IT is six months since foot-and-mouth first appeared in our fair country and yet it is only now that the Government has woken up to the possibility that it may have been ripped off.
And it has only woken up after the personal intervention of the Prime Minister Tony Blair, who realised that the English average of £100,000 for cleaning up each infected farm was so far beyond the Scottish average of £30,000 as to be suspicious. Mr Blair also discovered that the cost of each clean-up in England is ten times the price on the Continent.
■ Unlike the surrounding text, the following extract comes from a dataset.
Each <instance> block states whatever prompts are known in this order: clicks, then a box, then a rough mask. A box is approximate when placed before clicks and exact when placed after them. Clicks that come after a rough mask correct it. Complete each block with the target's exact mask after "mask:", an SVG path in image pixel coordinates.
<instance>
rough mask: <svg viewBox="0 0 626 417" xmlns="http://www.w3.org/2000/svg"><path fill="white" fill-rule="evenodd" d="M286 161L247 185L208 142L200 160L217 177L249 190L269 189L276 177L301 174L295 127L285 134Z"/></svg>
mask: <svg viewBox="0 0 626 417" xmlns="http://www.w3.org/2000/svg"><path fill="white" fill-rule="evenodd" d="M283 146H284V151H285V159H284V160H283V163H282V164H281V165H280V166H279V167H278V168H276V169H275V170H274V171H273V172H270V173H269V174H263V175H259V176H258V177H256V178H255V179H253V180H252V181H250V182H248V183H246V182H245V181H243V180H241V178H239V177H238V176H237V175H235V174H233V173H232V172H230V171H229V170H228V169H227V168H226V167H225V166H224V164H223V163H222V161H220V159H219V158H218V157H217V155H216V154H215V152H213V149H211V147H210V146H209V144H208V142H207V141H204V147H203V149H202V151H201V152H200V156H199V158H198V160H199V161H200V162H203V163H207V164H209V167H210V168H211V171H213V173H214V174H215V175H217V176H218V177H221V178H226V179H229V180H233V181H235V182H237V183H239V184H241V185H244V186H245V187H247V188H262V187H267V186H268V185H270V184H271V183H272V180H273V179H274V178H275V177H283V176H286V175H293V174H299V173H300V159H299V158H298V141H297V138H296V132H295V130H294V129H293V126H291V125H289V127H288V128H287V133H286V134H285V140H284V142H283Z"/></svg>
It is clearly right that this should be investigated as a matter of urgency so that the disinfecting procedures can start as quickly as possible. Two weeks is being talked of, but even in the slow and fragmented world of government, surely it can't take a fortnight to put in a call from Westminster to Edinburgh to discover how the Scots do it so cheaply.
The most staggering element of this latest fiasco is that this apparent waste of tax-payers' money should have gone on so long without being noticed or thought about.
After the election, the Ministry of Agriculture, Fisheries and Food was put out of its misery and the Department of for Environment, Food and Rural Affairs was supposed to represent a clean break. However, it was always said that if the same civil servants were shuffled from the old department to the new, the approach to foot-and-mouth would continue to be haphazard. As well as going through the figures with a toothcomb, Mr Blair should be working out which of his civil servants are not up to the job.